Kendini takipten ve ölümden korumaya yönelik olan bu meşru savunma zamanla din adamlarının ve muhaddislerin rivayetleri ve içtihatlarıyla son derece abartılmış Hicri dördüncü asırdan sonra aynen Fetö'nun yaptığı gibi artık hiçbir din, ahlak, ahit ve kural tanımayan sinsi bir tehlikeye inkılap etmiştir.
İşte bu yüzden Allah ( Celle Celalühü) İslam dininde zorlamanın bulunmadığını kesin hükme bağlamıştır.
Çünkü toplumda güven ortamının ve hürriyetlerin sağlanması dinde ve inançta zorlamanın olmamasına bağlıdır.
Bundan dolayı dinde zorlama kadar çirkin ve ahlaksız bir uygulama yoktur. Dinde zorlama tarih boyunca bir çok vahşet ve katliamın yaşanmasına sebep olmuştur.
Kur'an'da bir çok ayette Allah Elçilerinin görevlerinin sadece tebliğ olduğu vurgulanmaktadır.
Kadim tarihte takiyye İsa (Aleyhisselam) ın Tevhid akidesini tahrif eden Pavlus'ta da var olan bir ahlaktır.
"Yahudiler'le Yahudi gibi oldum.
Amacım Yahudileri İsa Mesih'e kazandırmaktır. Bağlılığı sağlıksız olanlarla ben de sağlıksız biri oldum.
Amacım bağlılıkta sağlıksızları İsa Mesih'e kazandırmaktır.
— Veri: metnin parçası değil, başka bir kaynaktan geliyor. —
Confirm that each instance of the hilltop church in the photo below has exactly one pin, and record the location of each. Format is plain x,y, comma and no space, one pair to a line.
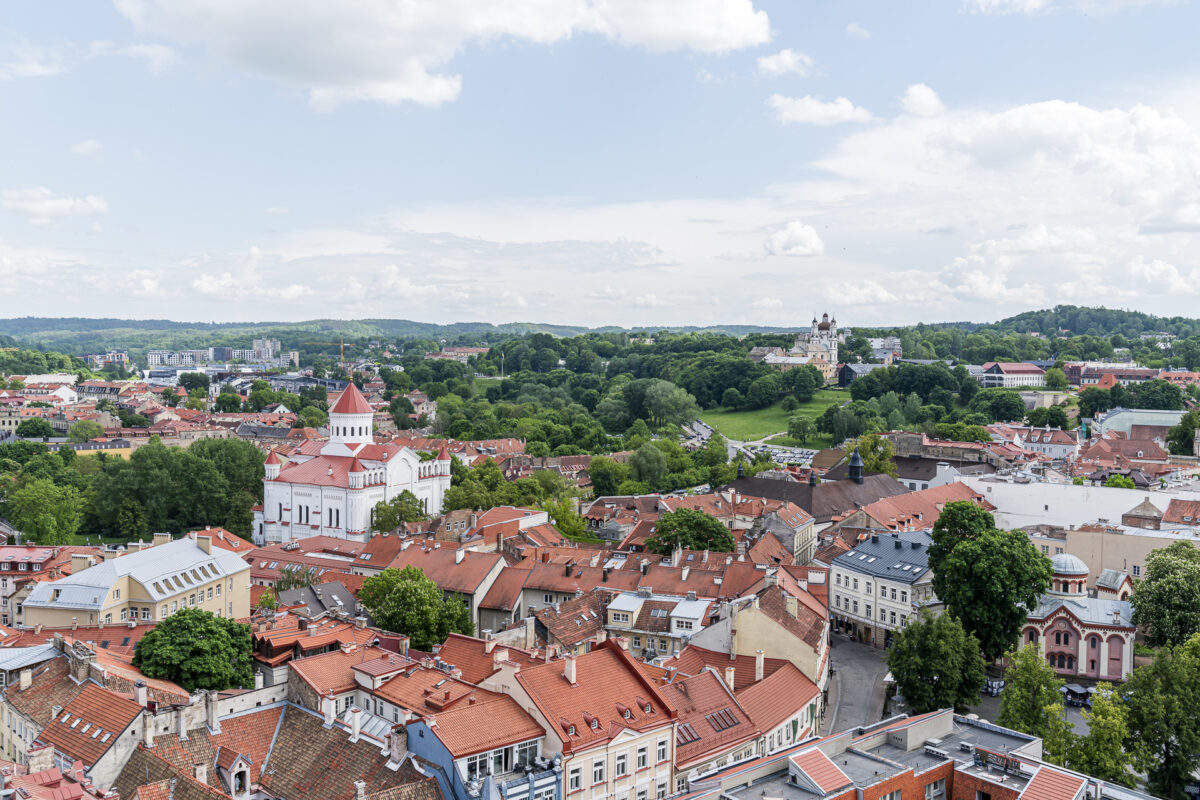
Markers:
330,488
817,347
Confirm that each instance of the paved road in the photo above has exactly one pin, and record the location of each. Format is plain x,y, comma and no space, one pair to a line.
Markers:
856,693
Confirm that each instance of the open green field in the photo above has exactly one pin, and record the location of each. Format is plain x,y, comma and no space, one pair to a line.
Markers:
757,423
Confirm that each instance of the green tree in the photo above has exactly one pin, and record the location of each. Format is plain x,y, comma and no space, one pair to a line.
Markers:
46,513
564,517
1102,752
1181,439
390,515
197,649
936,663
1056,379
1164,727
987,577
240,519
648,464
35,427
1167,600
691,529
876,452
84,431
801,428
406,601
1032,702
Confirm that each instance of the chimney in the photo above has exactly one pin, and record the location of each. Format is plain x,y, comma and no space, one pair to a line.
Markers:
569,669
148,729
211,711
327,707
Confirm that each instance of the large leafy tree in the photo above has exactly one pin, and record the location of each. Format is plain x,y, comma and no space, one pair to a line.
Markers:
1032,702
936,663
197,650
46,513
390,515
1102,752
691,529
987,577
876,453
406,601
1167,600
1164,727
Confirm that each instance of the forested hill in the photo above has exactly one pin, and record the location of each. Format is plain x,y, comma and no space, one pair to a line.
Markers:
1095,322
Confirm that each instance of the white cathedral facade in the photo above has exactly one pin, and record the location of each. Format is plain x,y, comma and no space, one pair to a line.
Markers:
330,488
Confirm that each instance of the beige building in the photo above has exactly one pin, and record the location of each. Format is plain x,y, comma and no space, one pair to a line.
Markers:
149,584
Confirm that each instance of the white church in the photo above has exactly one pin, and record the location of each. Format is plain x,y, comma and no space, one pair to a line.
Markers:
330,488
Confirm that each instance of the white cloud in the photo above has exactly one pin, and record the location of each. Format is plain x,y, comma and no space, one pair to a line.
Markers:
41,205
1161,277
810,110
796,239
87,148
396,53
922,101
784,62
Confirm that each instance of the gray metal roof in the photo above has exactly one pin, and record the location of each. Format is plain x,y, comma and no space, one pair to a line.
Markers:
21,657
163,571
901,557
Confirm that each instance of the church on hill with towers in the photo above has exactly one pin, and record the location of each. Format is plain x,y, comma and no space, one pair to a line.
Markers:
330,488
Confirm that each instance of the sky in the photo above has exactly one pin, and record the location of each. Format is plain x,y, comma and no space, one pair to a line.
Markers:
598,162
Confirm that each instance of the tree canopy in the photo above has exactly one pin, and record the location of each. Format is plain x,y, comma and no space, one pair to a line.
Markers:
987,577
197,649
406,601
691,529
936,663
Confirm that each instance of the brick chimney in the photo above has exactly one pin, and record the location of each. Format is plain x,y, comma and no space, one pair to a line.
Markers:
569,669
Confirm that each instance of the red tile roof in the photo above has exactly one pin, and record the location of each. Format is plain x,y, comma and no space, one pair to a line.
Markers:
609,686
822,771
90,723
711,719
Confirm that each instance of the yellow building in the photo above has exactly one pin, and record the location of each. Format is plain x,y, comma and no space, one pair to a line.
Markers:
150,584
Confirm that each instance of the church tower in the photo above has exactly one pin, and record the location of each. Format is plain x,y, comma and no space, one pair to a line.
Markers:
351,419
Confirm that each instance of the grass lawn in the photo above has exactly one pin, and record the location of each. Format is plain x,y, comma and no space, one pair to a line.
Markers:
757,423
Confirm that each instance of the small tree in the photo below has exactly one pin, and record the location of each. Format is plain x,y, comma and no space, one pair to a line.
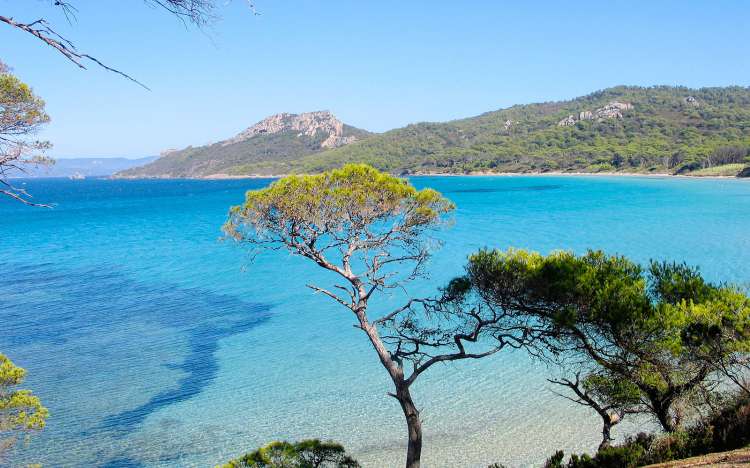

Herkesle her şey oldum"
(İncil, "Pavlus'un korintoslulara Mektubu, 9" Bab:20-23)
Her ne kadar Hıristiyanlığın kurucusu Pavlus böyle bir uygulama başlatmışsa da bir çok Hıristiyan bu ahlakı kabul etmemiştir.
Fakat Yahudiler, aynen Şia gibi aynı inanç ve amacı benimsemektedir.
Mesela, Türkiye'de Sebatay Sevi döneminden beri gerçek kimliğini gizlemek suretiyle Yahudiliğini yaşayan ve ona hizmet eden, bir buçuk milyon kripto Yahudisi olduğu her zaman iddia edilir.